Banyak pembaca yang mengomentari apa yang dilakukan oleh food vlogger ini sebagai tindakan yang tidak bertanggung jawab, tetapi ada juga yang membela karena tindakan itu adalah ungkapan jujur seorang pembeli terhadap makanan yang dibeli.
Sebenarnya, untuk menjadi food vlogger tidak hanya bermodal bisa bicara di depan kamera, tetapi seharusnya diikuti dengan pengetahuan yang mendalam mengenai makanan yang ada di depannya, sehingga review yang diberikan juga merupakan review yang tidak hanya berasal dari satu sisi, tetapi merupakan rangkuman dari banyak sisi.
Apalagi berkaitan dengan makanan yang sangat tergantung selera, selera ini sangat subyektif sesuai masing – masing, tidak bisa penilaian 1 orang dijadikan rujukan untuk menjadikannya sebagai keseluruhan penilaian. Hal ini yang tidak dipahami oleh pemirsa video tersebut, seorang food vlogger yang memberi penilaian buruk di suatu makanan, akan membuat netizen semua menilai buruk terhadap makanan tersebut. Padahal belum tentu seperti itu.
Kebijaksanaan dibutuhkan dalam hal ini, termasuk juga tanggung jawab dengan memikirkan resiko terhadap konten yang dibuatnya. Banyak konten kreator yang asal buat video demi meraih popularitas, padahal konten tersebut bisa mempengaruhi orang lain. Dengan alasan kejujuran tetapi menyakitkan orang lain, tentu sebuah kejujuran yang tidak pada tempatnya.
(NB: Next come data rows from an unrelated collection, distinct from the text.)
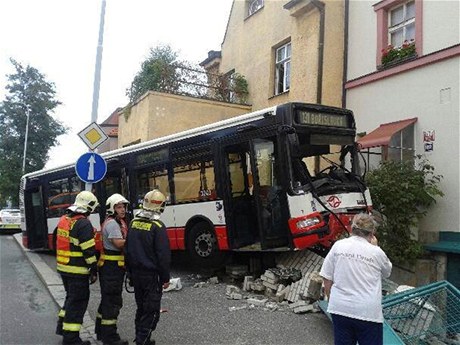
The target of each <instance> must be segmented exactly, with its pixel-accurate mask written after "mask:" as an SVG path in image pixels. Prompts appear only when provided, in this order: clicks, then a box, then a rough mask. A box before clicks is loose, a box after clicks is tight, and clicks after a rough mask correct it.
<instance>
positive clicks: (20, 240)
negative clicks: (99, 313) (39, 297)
mask: <svg viewBox="0 0 460 345" xmlns="http://www.w3.org/2000/svg"><path fill="white" fill-rule="evenodd" d="M14 238H15V240H16V242H17V244H18V245H19V247H20V248H21V249H22V251H23V252H24V255H25V256H26V258H27V259H28V260H29V262H30V263H31V264H32V267H33V268H34V270H35V271H36V272H37V275H38V276H39V278H40V279H41V280H42V282H43V284H44V285H45V286H46V288H47V289H48V291H49V293H50V295H51V297H52V298H53V300H54V302H55V303H56V305H57V306H58V308H61V307H62V306H63V305H64V300H65V289H64V285H63V284H62V279H61V276H60V275H59V274H58V273H57V272H56V271H54V270H52V269H51V268H50V267H49V265H48V264H47V263H46V262H45V261H43V259H42V258H41V257H40V255H39V254H38V253H35V252H33V251H30V250H29V249H27V248H25V247H24V246H23V245H22V234H21V233H18V234H15V235H14ZM56 321H57V315H56ZM80 338H81V339H82V340H83V341H85V340H89V341H90V342H91V344H93V345H98V344H101V342H99V341H98V340H97V339H96V334H95V333H94V320H93V319H92V318H91V316H90V315H89V313H88V312H85V316H84V318H83V325H82V328H81V330H80Z"/></svg>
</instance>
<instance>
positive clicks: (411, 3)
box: [374, 0, 424, 66]
mask: <svg viewBox="0 0 460 345" xmlns="http://www.w3.org/2000/svg"><path fill="white" fill-rule="evenodd" d="M423 1H424V0H410V1H407V0H406V1H405V0H382V1H379V2H378V3H377V4H375V5H374V11H375V14H376V16H377V52H376V62H377V66H378V65H380V63H381V60H382V54H383V52H384V51H386V50H387V48H388V46H389V45H390V44H391V45H392V46H393V47H395V48H398V47H401V46H402V45H403V43H404V41H405V40H407V41H408V42H410V41H411V40H413V41H412V42H415V52H416V54H417V55H418V56H422V55H423V46H422V45H423V39H422V31H423V30H422V21H423Z"/></svg>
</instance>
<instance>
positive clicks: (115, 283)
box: [96, 261, 125, 343]
mask: <svg viewBox="0 0 460 345" xmlns="http://www.w3.org/2000/svg"><path fill="white" fill-rule="evenodd" d="M124 277H125V269H124V268H123V267H120V266H118V262H117V261H105V262H104V265H102V266H101V267H99V283H100V286H101V302H100V304H99V307H98V310H97V317H96V335H97V336H98V338H99V339H100V340H102V341H103V342H104V343H111V342H115V341H118V340H120V336H119V335H118V333H117V318H118V315H119V314H120V309H121V307H122V306H123V298H122V291H123V280H124Z"/></svg>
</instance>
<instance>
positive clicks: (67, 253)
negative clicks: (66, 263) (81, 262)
mask: <svg viewBox="0 0 460 345" xmlns="http://www.w3.org/2000/svg"><path fill="white" fill-rule="evenodd" d="M56 254H57V255H60V256H72V257H80V256H83V253H82V252H71V251H70V250H57V251H56Z"/></svg>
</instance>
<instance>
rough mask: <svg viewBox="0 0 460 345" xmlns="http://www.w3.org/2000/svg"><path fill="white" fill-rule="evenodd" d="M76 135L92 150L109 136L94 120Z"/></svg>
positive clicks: (107, 138) (95, 147) (100, 144)
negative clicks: (79, 132)
mask: <svg viewBox="0 0 460 345" xmlns="http://www.w3.org/2000/svg"><path fill="white" fill-rule="evenodd" d="M78 136H79V137H80V139H81V140H83V142H84V143H85V144H86V146H88V147H89V149H90V150H94V149H95V148H97V147H98V146H99V145H101V144H102V143H103V142H104V141H106V140H107V139H108V138H109V137H108V136H107V134H105V133H104V131H103V130H102V128H101V127H99V125H98V124H97V123H96V122H93V123H91V124H90V125H89V126H88V127H86V128H85V129H83V130H82V131H81V132H80V133H78Z"/></svg>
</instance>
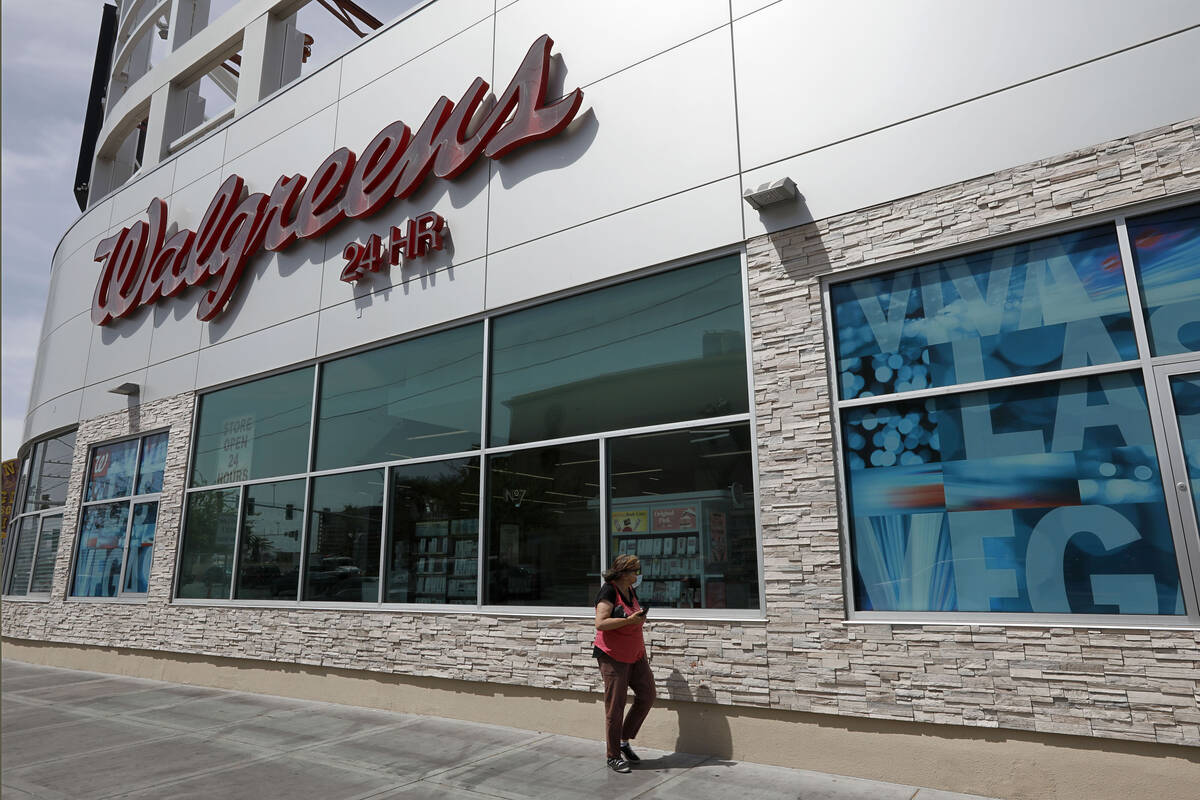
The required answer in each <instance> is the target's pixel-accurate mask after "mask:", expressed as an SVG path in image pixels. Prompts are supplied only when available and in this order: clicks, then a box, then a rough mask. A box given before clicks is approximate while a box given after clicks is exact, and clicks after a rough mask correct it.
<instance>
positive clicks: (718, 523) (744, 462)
mask: <svg viewBox="0 0 1200 800" xmlns="http://www.w3.org/2000/svg"><path fill="white" fill-rule="evenodd" d="M750 453H751V451H750V426H749V425H748V423H734V425H722V426H716V427H703V428H688V429H684V431H668V432H664V433H646V434H640V435H634V437H626V438H624V439H613V440H611V441H610V444H608V462H610V476H611V480H610V483H608V486H610V491H611V492H612V500H611V505H610V536H611V537H610V540H608V541H610V545H608V549H610V553H612V554H622V553H631V554H635V555H637V557H638V558H640V559H641V561H642V588H641V590H640V593H641V596H642V597H644V599H647V600H649V601H652V602H653V603H654V604H655V606H671V607H676V608H757V607H758V559H757V552H758V543H757V539H756V535H755V524H754V523H755V509H754V492H752V486H754V473H752V467H751V461H750Z"/></svg>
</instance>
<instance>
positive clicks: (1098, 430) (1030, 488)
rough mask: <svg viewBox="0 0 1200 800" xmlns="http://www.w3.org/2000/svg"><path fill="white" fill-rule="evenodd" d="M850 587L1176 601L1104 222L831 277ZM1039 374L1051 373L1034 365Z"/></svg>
mask: <svg viewBox="0 0 1200 800" xmlns="http://www.w3.org/2000/svg"><path fill="white" fill-rule="evenodd" d="M830 299H832V303H833V312H834V330H835V336H836V344H838V356H839V361H838V365H839V373H840V374H839V389H840V396H841V397H842V398H844V399H850V398H866V397H874V396H880V395H890V397H888V398H887V399H886V401H881V402H878V403H875V404H869V405H858V407H852V408H847V409H844V410H842V411H841V426H842V443H844V453H842V455H844V459H845V465H846V474H847V479H848V480H847V495H848V501H850V513H851V546H852V558H853V566H854V595H856V606H857V608H859V609H862V610H959V612H1050V613H1099V614H1103V613H1122V614H1128V613H1134V614H1182V613H1183V603H1182V595H1181V591H1180V577H1178V569H1177V564H1176V558H1175V552H1174V545H1172V540H1171V531H1170V525H1169V521H1168V516H1166V510H1165V505H1164V495H1163V482H1162V476H1160V474H1159V469H1158V455H1157V451H1156V446H1154V440H1153V434H1152V431H1151V423H1150V414H1148V408H1147V403H1146V392H1145V387H1144V385H1142V380H1141V374H1140V372H1138V371H1132V372H1126V371H1118V372H1112V373H1108V374H1102V375H1093V377H1087V378H1073V379H1068V380H1045V381H1039V383H1033V384H1024V385H1018V386H1003V387H994V389H988V390H985V391H972V392H961V393H953V392H952V390H949V389H948V390H947V392H946V393H944V395H938V396H936V397H923V398H913V399H905V398H904V392H906V391H913V390H920V389H928V387H936V386H947V387H950V386H953V385H955V384H964V383H973V381H982V380H992V379H998V378H1008V377H1014V375H1028V374H1036V373H1043V372H1045V373H1052V372H1055V371H1060V369H1068V368H1073V367H1084V366H1091V365H1103V363H1116V362H1121V361H1127V360H1132V359H1135V357H1138V354H1136V344H1135V342H1134V338H1133V331H1132V321H1130V311H1129V302H1128V297H1127V294H1126V290H1124V279H1123V272H1122V265H1121V258H1120V251H1118V248H1117V242H1116V235H1115V229H1114V228H1112V227H1105V228H1096V229H1090V230H1084V231H1076V233H1073V234H1068V235H1063V236H1055V237H1050V239H1044V240H1039V241H1033V242H1026V243H1022V245H1018V246H1013V247H1007V248H1002V249H996V251H991V252H988V253H982V254H976V255H970V257H965V258H958V259H949V260H944V261H940V263H936V264H931V265H926V266H922V267H914V269H910V270H905V271H900V272H893V273H888V275H883V276H872V277H868V278H863V279H859V281H854V282H851V283H845V284H840V285H836V287H833V288H832V290H830ZM1048 378H1052V375H1048Z"/></svg>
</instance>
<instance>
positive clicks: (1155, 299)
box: [1129, 205, 1200, 355]
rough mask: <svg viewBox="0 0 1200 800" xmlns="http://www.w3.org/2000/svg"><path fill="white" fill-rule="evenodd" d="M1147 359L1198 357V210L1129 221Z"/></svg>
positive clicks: (1131, 219) (1167, 211) (1198, 256)
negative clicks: (1143, 327) (1142, 316)
mask: <svg viewBox="0 0 1200 800" xmlns="http://www.w3.org/2000/svg"><path fill="white" fill-rule="evenodd" d="M1129 242H1130V245H1132V246H1133V260H1134V264H1135V265H1136V267H1138V285H1139V288H1140V290H1141V303H1142V309H1144V311H1145V313H1146V321H1147V327H1148V331H1147V332H1148V336H1150V345H1151V350H1152V354H1153V355H1175V354H1178V353H1200V205H1188V206H1184V207H1182V209H1172V210H1171V211H1165V212H1163V213H1156V215H1152V216H1148V217H1140V218H1135V219H1130V221H1129Z"/></svg>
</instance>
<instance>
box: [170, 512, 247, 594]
mask: <svg viewBox="0 0 1200 800" xmlns="http://www.w3.org/2000/svg"><path fill="white" fill-rule="evenodd" d="M238 494H239V491H238V489H218V491H215V492H196V493H193V494H190V495H187V522H186V527H185V529H184V547H182V551H184V552H182V554H181V555H180V558H179V591H178V596H179V597H192V599H194V597H221V599H228V597H229V584H230V582H232V578H233V548H234V542H235V540H236V537H238Z"/></svg>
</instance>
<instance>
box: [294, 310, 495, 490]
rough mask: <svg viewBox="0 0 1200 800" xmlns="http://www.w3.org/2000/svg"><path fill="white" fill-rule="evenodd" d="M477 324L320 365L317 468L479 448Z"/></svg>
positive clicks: (340, 466) (481, 385)
mask: <svg viewBox="0 0 1200 800" xmlns="http://www.w3.org/2000/svg"><path fill="white" fill-rule="evenodd" d="M482 386H484V331H482V326H481V325H466V326H463V327H456V329H454V330H449V331H444V332H440V333H433V335H431V336H422V337H421V338H419V339H413V341H409V342H401V343H400V344H392V345H391V347H385V348H380V349H378V350H371V351H368V353H360V354H358V355H353V356H349V357H346V359H338V360H337V361H331V362H329V363H328V365H324V367H323V369H322V378H320V405H319V409H320V410H319V413H318V416H317V464H316V468H317V469H335V468H338V467H354V465H359V464H362V465H366V464H378V463H382V462H392V461H397V459H401V458H420V457H422V456H437V455H442V453H452V452H462V451H467V450H479V444H480V435H479V427H480V419H481V417H480V413H479V398H480V392H481V391H482Z"/></svg>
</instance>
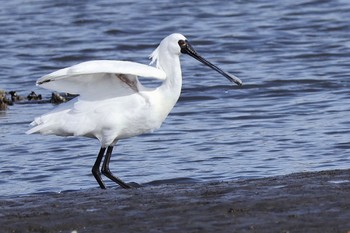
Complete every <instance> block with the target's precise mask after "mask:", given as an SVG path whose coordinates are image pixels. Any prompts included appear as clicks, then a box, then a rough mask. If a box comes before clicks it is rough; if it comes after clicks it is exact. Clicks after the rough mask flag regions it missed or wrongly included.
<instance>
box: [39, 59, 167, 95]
mask: <svg viewBox="0 0 350 233" xmlns="http://www.w3.org/2000/svg"><path fill="white" fill-rule="evenodd" d="M138 76H140V77H145V78H153V79H159V80H165V78H166V74H165V72H164V71H163V70H160V69H157V68H155V67H152V66H148V65H143V64H140V63H135V62H128V61H112V60H97V61H88V62H83V63H80V64H77V65H74V66H71V67H68V68H64V69H60V70H57V71H55V72H53V73H50V74H48V75H45V76H43V77H42V78H40V79H38V80H37V82H36V84H37V85H38V86H41V87H43V88H46V89H50V90H54V91H58V92H67V93H70V94H80V95H82V96H83V95H85V94H86V95H95V94H96V93H97V92H102V93H100V94H99V95H103V93H105V94H107V93H108V92H109V91H111V92H113V93H116V91H118V89H119V91H120V90H124V92H125V91H126V92H129V91H131V92H135V91H136V90H135V89H137V88H138V80H137V77H138ZM125 89H129V90H128V91H127V90H125ZM122 94H123V93H119V95H122ZM125 94H126V93H125ZM116 95H118V94H114V96H116Z"/></svg>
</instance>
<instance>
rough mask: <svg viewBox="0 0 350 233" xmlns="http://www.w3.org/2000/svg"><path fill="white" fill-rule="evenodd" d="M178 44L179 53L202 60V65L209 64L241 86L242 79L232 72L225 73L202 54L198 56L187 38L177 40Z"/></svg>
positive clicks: (227, 78)
mask: <svg viewBox="0 0 350 233" xmlns="http://www.w3.org/2000/svg"><path fill="white" fill-rule="evenodd" d="M178 44H179V46H180V48H181V53H183V54H187V55H190V56H191V57H193V58H195V59H196V60H198V61H200V62H202V63H203V64H204V65H207V66H209V67H210V68H212V69H213V70H215V71H217V72H218V73H220V74H221V75H223V76H224V77H225V78H227V79H228V80H229V81H230V82H233V83H236V84H237V85H238V86H242V85H243V83H242V81H241V80H240V79H239V78H237V77H235V76H234V75H232V74H229V73H226V72H225V71H223V70H222V69H220V68H219V67H217V66H215V65H213V64H212V63H210V62H209V61H207V60H206V59H204V58H203V57H202V56H200V55H199V54H198V53H197V52H196V51H195V50H194V49H193V47H192V46H191V45H190V44H189V43H188V41H187V40H179V42H178Z"/></svg>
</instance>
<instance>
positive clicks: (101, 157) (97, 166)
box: [92, 147, 106, 189]
mask: <svg viewBox="0 0 350 233" xmlns="http://www.w3.org/2000/svg"><path fill="white" fill-rule="evenodd" d="M105 151H106V148H103V147H101V149H100V152H99V153H98V155H97V159H96V162H95V164H94V166H93V167H92V174H93V175H94V177H95V179H96V180H97V182H98V184H99V185H100V187H101V189H106V186H105V184H104V183H103V181H102V179H101V172H100V164H101V161H102V158H103V155H104V153H105Z"/></svg>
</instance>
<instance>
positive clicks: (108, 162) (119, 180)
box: [101, 146, 131, 189]
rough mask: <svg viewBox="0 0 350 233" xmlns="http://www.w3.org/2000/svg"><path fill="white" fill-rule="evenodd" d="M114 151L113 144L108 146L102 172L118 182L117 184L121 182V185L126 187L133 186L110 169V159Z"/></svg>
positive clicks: (115, 180) (104, 160)
mask: <svg viewBox="0 0 350 233" xmlns="http://www.w3.org/2000/svg"><path fill="white" fill-rule="evenodd" d="M112 151H113V146H109V147H108V148H107V153H106V156H105V159H104V160H103V164H102V169H101V172H102V174H103V175H105V176H106V177H108V178H109V179H111V180H113V181H114V182H116V183H117V184H119V185H120V186H121V187H123V188H125V189H128V188H131V187H130V186H129V185H127V184H126V183H124V182H123V181H122V180H120V179H119V178H118V177H115V176H114V175H113V174H112V172H111V171H110V170H109V161H110V159H111V156H112Z"/></svg>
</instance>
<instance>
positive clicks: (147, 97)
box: [27, 33, 242, 188]
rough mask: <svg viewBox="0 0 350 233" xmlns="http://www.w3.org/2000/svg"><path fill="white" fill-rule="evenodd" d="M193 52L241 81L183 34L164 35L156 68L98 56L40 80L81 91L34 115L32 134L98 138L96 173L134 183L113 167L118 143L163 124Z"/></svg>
mask: <svg viewBox="0 0 350 233" xmlns="http://www.w3.org/2000/svg"><path fill="white" fill-rule="evenodd" d="M181 53H185V54H188V55H190V56H192V57H194V58H196V59H197V60H199V61H201V62H202V63H204V64H206V65H208V66H210V67H211V68H213V69H214V70H216V71H218V72H219V73H221V74H222V75H224V76H225V77H226V78H228V79H229V80H230V81H231V82H235V83H237V84H238V85H241V84H242V82H241V81H240V80H239V79H238V78H236V77H235V76H233V75H230V74H228V73H226V72H224V71H222V70H220V69H219V68H218V67H216V66H214V65H212V64H211V63H209V62H208V61H206V60H205V59H203V58H202V57H200V56H199V55H198V54H197V53H196V52H195V51H194V50H193V48H192V47H191V46H190V44H189V43H188V41H187V40H186V38H185V37H184V36H183V35H181V34H177V33H175V34H171V35H170V36H168V37H166V38H164V39H163V40H162V41H161V43H160V45H159V46H158V48H157V49H156V50H155V51H154V52H153V53H152V54H151V58H152V63H156V67H152V66H148V65H143V64H139V63H135V62H129V61H111V60H98V61H88V62H83V63H80V64H77V65H74V66H71V67H68V68H65V69H60V70H58V71H55V72H53V73H51V74H48V75H45V76H44V77H42V78H40V79H38V80H37V85H39V86H41V87H43V88H46V89H50V90H53V91H58V92H67V93H70V94H79V96H78V97H76V98H75V99H73V100H71V101H69V102H67V103H65V104H62V105H60V106H59V107H57V108H56V109H55V110H53V111H51V112H49V113H47V114H45V115H42V116H40V117H37V118H35V120H34V121H33V122H32V123H31V126H33V128H32V129H30V130H28V131H27V133H28V134H31V133H41V134H54V135H59V136H86V137H93V138H97V139H98V140H99V141H100V142H101V150H100V153H99V155H98V158H97V160H96V163H95V165H94V167H93V174H94V176H95V178H96V180H97V181H98V183H99V184H100V187H101V188H105V185H104V183H103V181H102V179H101V173H100V171H99V167H100V163H101V161H102V158H103V156H104V151H105V149H106V148H108V150H107V153H106V155H105V159H104V162H103V166H102V170H101V171H102V173H103V174H104V175H106V176H107V177H108V178H110V179H112V180H113V181H115V182H117V183H118V184H120V185H121V186H122V187H124V188H128V187H130V186H129V185H127V184H125V183H124V182H122V181H121V180H119V179H118V178H117V177H115V176H113V175H112V173H111V172H110V171H109V168H108V164H109V159H110V156H111V153H112V149H113V146H114V145H115V144H116V143H117V141H118V140H119V139H123V138H129V137H132V136H136V135H139V134H143V133H145V132H151V131H153V130H155V129H158V128H159V127H160V126H161V124H162V122H163V121H164V120H165V118H166V117H167V115H168V114H169V112H170V111H171V109H172V108H173V107H174V105H175V103H176V102H177V100H178V98H179V96H180V92H181V86H182V74H181V67H180V60H179V55H180V54H181ZM138 77H144V78H152V79H158V80H162V81H163V82H162V84H161V85H160V86H159V87H157V88H146V87H144V86H143V85H142V84H141V83H140V81H139V79H138Z"/></svg>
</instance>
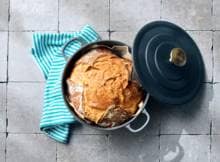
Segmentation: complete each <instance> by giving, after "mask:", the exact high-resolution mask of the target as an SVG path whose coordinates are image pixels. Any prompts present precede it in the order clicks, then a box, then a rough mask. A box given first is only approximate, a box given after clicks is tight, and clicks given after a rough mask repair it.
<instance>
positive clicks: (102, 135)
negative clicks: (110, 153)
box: [57, 135, 108, 162]
mask: <svg viewBox="0 0 220 162" xmlns="http://www.w3.org/2000/svg"><path fill="white" fill-rule="evenodd" d="M64 161H65V162H72V161H77V162H78V161H79V162H94V161H95V162H108V145H107V136H105V135H73V136H72V139H71V141H70V143H69V144H68V145H63V144H58V145H57V162H64Z"/></svg>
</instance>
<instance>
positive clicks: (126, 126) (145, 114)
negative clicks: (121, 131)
mask: <svg viewBox="0 0 220 162" xmlns="http://www.w3.org/2000/svg"><path fill="white" fill-rule="evenodd" d="M142 114H144V115H145V117H146V121H145V122H144V124H143V125H142V126H141V127H139V128H137V129H133V128H131V124H128V125H127V126H126V128H127V129H128V130H129V131H130V132H132V133H137V132H140V131H141V130H143V129H144V128H145V127H146V126H147V124H148V123H149V121H150V115H149V113H148V112H147V110H146V109H143V111H142Z"/></svg>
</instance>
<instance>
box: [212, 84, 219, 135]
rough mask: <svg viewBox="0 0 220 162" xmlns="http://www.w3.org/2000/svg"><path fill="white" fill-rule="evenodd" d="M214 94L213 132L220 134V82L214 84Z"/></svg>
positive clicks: (213, 107) (213, 96) (212, 127)
mask: <svg viewBox="0 0 220 162" xmlns="http://www.w3.org/2000/svg"><path fill="white" fill-rule="evenodd" d="M213 90H214V95H213V102H212V133H213V134H220V118H219V117H220V110H219V105H220V96H219V94H220V83H217V84H214V85H213Z"/></svg>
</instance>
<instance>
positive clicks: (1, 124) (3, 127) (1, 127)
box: [0, 110, 6, 132]
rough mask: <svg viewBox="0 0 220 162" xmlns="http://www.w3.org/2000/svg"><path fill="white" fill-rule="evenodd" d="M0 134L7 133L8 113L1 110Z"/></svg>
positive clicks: (0, 121) (0, 111) (0, 113)
mask: <svg viewBox="0 0 220 162" xmlns="http://www.w3.org/2000/svg"><path fill="white" fill-rule="evenodd" d="M0 132H6V111H5V110H0Z"/></svg>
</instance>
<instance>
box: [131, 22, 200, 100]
mask: <svg viewBox="0 0 220 162" xmlns="http://www.w3.org/2000/svg"><path fill="white" fill-rule="evenodd" d="M133 60H134V66H135V70H136V72H137V75H138V78H139V80H140V82H141V84H142V86H143V88H144V89H145V90H146V91H148V92H149V93H150V95H151V96H153V97H154V98H156V99H157V100H158V101H160V102H163V103H167V104H183V103H186V102H187V101H189V100H191V99H192V98H193V97H194V96H195V95H196V93H197V92H198V90H199V88H200V87H201V83H202V81H203V77H204V64H203V60H202V56H201V54H200V51H199V49H198V47H197V45H196V44H195V42H194V41H193V39H192V38H191V37H190V36H189V35H188V34H187V33H186V32H185V31H184V30H183V29H182V28H180V27H178V26H176V25H174V24H172V23H170V22H166V21H155V22H152V23H149V24H147V25H145V26H144V27H143V28H142V29H141V30H140V31H139V32H138V34H137V36H136V38H135V41H134V45H133Z"/></svg>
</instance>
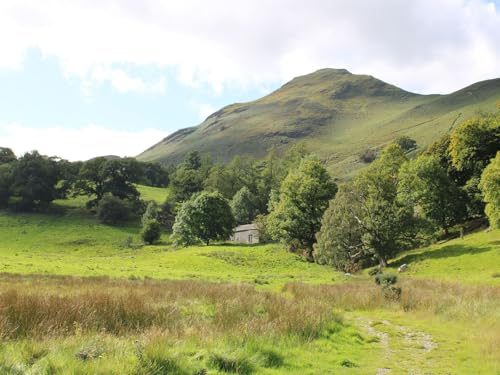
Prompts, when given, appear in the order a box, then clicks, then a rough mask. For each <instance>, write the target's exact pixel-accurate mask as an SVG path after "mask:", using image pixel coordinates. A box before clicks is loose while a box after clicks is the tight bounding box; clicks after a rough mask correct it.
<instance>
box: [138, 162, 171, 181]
mask: <svg viewBox="0 0 500 375" xmlns="http://www.w3.org/2000/svg"><path fill="white" fill-rule="evenodd" d="M142 168H143V173H144V181H145V185H147V186H154V187H166V186H168V183H169V174H168V171H167V170H166V169H165V168H163V167H162V166H161V165H160V164H158V163H143V164H142Z"/></svg>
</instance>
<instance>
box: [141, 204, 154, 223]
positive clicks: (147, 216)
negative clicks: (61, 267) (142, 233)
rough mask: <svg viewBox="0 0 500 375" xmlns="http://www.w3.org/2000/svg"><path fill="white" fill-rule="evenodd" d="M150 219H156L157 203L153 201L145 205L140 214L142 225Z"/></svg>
mask: <svg viewBox="0 0 500 375" xmlns="http://www.w3.org/2000/svg"><path fill="white" fill-rule="evenodd" d="M152 220H154V221H156V220H158V205H157V204H156V202H155V201H150V202H149V203H148V205H147V206H146V210H145V211H144V213H143V214H142V218H141V223H142V226H143V227H144V226H145V225H146V223H148V222H150V221H152Z"/></svg>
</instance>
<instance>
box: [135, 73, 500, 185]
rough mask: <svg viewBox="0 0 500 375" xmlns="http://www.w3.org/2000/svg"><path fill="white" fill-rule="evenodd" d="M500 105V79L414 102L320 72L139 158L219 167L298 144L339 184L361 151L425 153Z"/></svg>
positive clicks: (350, 74) (233, 110) (362, 77)
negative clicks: (405, 143) (437, 140)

Kami teringat dengan salah satu selebriti tanah air yang menyatakan dia tidak akan menayangkan video yang dibuat jika dia tidak suka dengan makanan yang dimakan, sehingga dia hanya akan menampilkan video – video dengan review baik saja. Dengan demikian, jika penilaian selebriti ini tidak baik, orang lain tidak akan tahu tempat makan mana yang dikunjungi selebriti tersebut.
Meskipun kabarnya food vlogger ini sudah minta maaf, tetapi warung makan tersebut sudah terlanjur tutup, ibarat nasi sudah jadi bubur, apakah bisa mengembalikan yang sudah rusak? apakah warung makan tersebut bisa buka lagi dengan seperti semula? Nampaknya tidak mungkin.
Kabar terakhir, food vlogger ini sudah menutup semua akun media sosialnya, termasuk video – videonya akibat tidak tahan dengan hujatan dari netizen.
Itulah karma, merusak bisnis orang justru akibatnya berbalik ke diri sendiri. Oleh karena itu, sebelum membuat konten dan menayangkannya harus dipikir resikonya.